US Air Force Secretary (SecAF) Deborah Lee James said: "The KC-46A Pegasus aerial tanker remains one of our top three acquisition priorities.
The Canadian Armed Forces (CAF) has successfully launched its first airstrike against the Islamic State (IS) militants in Syria.
Two Canadian CF-18 Hornets launched an airstrike against an IS garrison near the group's de facto capital, Ar-Raqqah, using precision-guided munitions.
The airstrike followed a planning and coordination process with coalition partners. It is the first air assault since the Canadian Government introduced a motion in the House of Commons to extend and expand the country's contribution to the US-led coalition against the terrorist group.

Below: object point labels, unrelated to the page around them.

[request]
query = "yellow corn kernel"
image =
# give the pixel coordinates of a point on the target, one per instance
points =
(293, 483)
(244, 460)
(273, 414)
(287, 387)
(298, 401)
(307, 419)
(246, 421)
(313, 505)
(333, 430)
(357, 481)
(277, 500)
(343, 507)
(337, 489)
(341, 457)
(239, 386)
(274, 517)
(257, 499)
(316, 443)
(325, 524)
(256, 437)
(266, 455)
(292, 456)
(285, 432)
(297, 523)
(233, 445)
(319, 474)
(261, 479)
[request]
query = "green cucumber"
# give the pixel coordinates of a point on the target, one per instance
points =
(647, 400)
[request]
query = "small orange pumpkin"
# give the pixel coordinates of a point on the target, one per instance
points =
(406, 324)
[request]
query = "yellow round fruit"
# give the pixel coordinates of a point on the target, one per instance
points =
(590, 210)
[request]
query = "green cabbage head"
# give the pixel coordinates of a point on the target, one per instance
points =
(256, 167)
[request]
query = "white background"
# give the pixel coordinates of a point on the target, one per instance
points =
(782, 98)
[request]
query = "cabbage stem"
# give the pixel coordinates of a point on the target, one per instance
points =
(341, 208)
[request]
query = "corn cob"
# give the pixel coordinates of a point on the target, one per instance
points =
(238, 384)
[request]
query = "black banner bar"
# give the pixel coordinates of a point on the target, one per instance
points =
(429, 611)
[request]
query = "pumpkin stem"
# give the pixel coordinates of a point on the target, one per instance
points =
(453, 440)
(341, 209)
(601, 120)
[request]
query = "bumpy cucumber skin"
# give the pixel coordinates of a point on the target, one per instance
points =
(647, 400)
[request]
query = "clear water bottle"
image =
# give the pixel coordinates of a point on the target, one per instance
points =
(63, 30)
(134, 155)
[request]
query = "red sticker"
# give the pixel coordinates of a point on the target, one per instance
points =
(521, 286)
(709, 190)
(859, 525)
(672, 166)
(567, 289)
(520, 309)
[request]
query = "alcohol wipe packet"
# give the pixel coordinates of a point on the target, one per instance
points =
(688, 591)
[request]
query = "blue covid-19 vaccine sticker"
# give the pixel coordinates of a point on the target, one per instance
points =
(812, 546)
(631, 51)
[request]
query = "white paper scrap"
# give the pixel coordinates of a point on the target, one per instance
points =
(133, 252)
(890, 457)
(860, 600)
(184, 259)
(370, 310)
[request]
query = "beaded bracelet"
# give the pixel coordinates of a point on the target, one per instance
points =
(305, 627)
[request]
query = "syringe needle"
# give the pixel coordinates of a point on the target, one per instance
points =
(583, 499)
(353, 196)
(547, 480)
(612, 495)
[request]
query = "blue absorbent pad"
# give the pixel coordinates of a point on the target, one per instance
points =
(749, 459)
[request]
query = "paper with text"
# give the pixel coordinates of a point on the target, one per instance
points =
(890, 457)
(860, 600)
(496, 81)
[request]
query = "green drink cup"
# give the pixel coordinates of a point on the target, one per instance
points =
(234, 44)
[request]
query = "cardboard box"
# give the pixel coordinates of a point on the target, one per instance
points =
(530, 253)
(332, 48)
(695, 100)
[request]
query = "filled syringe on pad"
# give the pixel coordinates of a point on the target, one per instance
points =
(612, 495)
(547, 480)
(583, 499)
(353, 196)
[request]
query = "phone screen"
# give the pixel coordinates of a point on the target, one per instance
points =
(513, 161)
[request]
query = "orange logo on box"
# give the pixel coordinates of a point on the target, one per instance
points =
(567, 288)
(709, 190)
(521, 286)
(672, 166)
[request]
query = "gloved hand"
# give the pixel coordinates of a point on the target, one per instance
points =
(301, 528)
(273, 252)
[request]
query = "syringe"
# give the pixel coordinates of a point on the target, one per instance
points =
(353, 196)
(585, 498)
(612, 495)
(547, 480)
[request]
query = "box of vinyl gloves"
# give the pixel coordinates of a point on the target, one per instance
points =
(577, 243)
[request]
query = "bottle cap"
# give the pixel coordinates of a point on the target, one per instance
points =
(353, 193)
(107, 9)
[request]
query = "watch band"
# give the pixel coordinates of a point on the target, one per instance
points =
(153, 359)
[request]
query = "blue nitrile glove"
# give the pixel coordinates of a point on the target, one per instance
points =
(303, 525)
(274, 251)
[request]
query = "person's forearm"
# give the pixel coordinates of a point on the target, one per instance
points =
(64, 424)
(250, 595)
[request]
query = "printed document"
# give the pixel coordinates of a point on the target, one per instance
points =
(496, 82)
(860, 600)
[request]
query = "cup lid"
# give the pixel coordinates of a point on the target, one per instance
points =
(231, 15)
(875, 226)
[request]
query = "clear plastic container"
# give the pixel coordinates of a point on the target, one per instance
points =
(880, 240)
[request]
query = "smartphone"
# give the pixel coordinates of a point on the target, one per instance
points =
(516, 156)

This involved ten coalition aircraft, including six fighters from the US.
The Australian Government confirmed plans to purchase two more C-17A Globemaster III tactical transport aircraft from Boeing for an estimated cost of $1bn.
In a joint statement with defence minister Kevin Andrews, prime minister Tony Abott said the additional C-17s, acquired along with associated equipment and facilities will augment the Royal Australian Air Force's (RAAF) existing fleet of six strategic lift aircraft.
Raytheon successfully completed three programme reviews of the Small Diameter Bomb II (SDB II) prior to the mid-May Milestone C decision.
The SDB II team were supported by the US Air Force (USAF). They completed a functional configuration audit, a production readiness review, and a system verification review (SVR).
Raytheon Missile Systems SDB II programme director Jim Sweetman said: "Raytheon has fully tested SDB II and verified that we meet or exceed the requirements necessary for a Lot 1 production decision laid out in the specifications provided by the US Government.
Military personnel from the US and Republic of Korea (ROK) Air Forces are conducting a large-scale, regular aerial exercise near the border with North Korea.
The bi-annual exercise is code-named Max Thunder. It will be conducted in South Korean airspace through 24 April with an aim to boost combined defence capabilities of the two air forces.
In a statement seen by the Yonhap News Agency, the South Korea Air Force headquarters said the exercise will 'involve around 100 aircraft and 1,400 service personnel from the allies to display and hone our best combined air defence capabilities'.